Serangan hama ulat mulai mengancam hasil panen kedelai di Desa Banyusri, Wonosegoro. Akibatnya, panen kedelai kali ini kurang bagus.
Selama ini, ancaman yang dihadapi petani kedelai ada dua, yaitu ancaman banjir di musim penghujan dan serangan ulat.
Menurut salah satu petani, Salimin (47) serangan ulat biasanya terjadi di musim kemarau. Ironisnya lagi, serangan ulat ini selalu muncul saat polong mulai terisi kedelai.
Beruntung, dirinya segera melakukan upaya pembasmian dan bisa panen meski hasilnya tidak maksimal. Dari lahan seluas 300 m2, dia mendapatkan kedelai sebanyak 15 bakul, dimana setiap bakul berisi 10 liter.
“Saat ini harga kedelai mencapai Rp 61.000/ bakul,” katanya, Sabtu (13/9).
Kepala Dinas Pertanian Perkebunan dan Kehutanan (Distanbunhut) Boyolali, Bambang Purwadi mengakui, produksi kedelai di Boyolali minim, berkisar 4.000 – 5.500 ton/ tahun.
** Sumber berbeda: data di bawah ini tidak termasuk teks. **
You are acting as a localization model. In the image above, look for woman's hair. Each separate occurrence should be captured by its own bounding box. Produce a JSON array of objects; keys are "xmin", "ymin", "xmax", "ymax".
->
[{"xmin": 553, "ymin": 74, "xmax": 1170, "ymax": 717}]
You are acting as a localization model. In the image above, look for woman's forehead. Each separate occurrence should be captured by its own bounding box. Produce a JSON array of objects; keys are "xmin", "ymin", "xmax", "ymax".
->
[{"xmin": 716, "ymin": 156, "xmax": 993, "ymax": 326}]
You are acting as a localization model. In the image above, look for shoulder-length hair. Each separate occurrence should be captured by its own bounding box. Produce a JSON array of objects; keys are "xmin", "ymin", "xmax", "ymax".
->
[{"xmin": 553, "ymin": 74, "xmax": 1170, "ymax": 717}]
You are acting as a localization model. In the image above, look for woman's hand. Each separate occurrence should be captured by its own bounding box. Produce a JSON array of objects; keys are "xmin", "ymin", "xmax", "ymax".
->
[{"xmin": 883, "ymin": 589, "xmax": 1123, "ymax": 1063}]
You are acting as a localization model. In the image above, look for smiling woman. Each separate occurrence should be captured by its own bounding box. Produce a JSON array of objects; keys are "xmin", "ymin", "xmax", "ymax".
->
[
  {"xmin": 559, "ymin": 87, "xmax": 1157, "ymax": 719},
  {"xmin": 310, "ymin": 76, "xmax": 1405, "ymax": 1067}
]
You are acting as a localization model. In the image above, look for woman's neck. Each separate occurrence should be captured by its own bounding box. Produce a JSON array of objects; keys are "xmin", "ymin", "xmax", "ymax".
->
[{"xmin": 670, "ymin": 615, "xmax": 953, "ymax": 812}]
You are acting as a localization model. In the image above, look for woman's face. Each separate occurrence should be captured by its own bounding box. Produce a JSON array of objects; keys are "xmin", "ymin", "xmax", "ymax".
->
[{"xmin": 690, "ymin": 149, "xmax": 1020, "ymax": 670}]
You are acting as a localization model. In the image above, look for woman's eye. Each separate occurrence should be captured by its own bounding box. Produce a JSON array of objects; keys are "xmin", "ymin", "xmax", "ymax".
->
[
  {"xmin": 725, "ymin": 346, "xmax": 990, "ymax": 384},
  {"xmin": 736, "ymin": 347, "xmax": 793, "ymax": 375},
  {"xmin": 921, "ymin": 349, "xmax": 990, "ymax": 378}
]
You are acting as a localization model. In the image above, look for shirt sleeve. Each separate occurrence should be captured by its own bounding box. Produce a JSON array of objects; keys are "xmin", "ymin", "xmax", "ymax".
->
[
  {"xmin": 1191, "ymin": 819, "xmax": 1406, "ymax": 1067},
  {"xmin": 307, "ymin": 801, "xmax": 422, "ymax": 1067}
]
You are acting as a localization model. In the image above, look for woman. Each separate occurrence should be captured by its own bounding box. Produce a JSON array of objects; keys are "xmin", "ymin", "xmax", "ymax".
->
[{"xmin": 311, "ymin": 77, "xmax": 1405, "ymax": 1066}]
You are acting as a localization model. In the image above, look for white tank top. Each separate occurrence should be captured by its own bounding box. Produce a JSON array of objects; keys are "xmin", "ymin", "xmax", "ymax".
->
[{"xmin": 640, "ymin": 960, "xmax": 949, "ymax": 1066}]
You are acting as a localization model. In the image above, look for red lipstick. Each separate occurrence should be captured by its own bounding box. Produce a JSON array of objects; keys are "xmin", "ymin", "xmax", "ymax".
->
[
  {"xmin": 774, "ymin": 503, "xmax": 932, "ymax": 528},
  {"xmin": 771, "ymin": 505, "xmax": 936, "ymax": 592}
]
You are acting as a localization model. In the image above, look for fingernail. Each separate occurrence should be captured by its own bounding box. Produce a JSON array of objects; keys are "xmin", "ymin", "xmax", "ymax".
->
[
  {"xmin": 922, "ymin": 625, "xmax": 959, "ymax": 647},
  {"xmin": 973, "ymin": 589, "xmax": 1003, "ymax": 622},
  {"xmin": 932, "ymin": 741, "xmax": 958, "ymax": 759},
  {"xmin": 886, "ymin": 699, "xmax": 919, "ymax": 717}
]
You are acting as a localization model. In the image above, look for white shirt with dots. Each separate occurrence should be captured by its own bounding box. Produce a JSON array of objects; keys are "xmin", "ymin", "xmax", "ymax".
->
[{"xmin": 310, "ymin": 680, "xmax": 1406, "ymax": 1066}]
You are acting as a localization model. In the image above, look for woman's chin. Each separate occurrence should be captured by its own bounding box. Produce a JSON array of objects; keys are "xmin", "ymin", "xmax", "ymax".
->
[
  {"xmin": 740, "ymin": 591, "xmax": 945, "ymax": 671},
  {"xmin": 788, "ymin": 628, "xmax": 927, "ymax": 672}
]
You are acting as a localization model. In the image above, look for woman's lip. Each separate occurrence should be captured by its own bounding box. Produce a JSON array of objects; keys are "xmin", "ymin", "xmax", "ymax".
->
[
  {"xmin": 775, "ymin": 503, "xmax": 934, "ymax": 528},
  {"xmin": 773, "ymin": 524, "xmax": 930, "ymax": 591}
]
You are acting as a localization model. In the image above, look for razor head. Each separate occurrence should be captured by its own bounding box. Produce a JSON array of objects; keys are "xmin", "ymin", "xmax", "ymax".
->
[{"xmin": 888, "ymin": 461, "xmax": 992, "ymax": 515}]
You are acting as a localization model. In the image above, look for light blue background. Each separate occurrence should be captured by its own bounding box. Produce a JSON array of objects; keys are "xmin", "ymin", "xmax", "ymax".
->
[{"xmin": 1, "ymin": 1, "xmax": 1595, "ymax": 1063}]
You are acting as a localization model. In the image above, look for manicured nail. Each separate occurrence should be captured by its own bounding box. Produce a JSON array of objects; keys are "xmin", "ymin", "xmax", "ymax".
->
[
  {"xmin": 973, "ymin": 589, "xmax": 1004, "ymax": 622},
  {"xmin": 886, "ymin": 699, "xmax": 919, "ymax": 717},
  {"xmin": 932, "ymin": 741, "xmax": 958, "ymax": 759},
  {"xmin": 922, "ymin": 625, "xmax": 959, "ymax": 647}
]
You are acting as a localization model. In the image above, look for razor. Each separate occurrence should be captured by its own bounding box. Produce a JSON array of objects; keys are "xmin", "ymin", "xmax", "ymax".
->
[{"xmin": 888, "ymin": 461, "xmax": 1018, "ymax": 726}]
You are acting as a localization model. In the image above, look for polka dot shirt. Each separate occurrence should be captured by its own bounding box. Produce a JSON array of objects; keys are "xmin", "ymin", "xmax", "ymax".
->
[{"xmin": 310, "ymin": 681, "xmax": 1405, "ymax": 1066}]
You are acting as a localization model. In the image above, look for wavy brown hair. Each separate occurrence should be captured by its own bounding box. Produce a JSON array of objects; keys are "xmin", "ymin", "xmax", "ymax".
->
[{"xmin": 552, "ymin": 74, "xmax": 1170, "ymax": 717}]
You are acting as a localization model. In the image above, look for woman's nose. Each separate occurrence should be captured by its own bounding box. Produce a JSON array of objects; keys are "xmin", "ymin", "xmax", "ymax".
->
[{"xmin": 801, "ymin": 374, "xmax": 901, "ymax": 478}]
Pengembangan kedelai sebagian besar di kawasan Boyolali bagian utara.
Antara lain, wilayah Kecamatan Juwangi dan Kemusu yang memanfaatkan sebagian tanah milik Perhutani. Juga kawasan ladang tadah hujan di Wonosegoro, Nogosari, Sambi dan Simo.
“Minimnya produksi kedelai disebabkan petani enggan menanam komoditas tersebut, alasan klasik, tanam kedelai rumit dan pemupukan harus tepat waktu,” tandas Bambang Purwadi.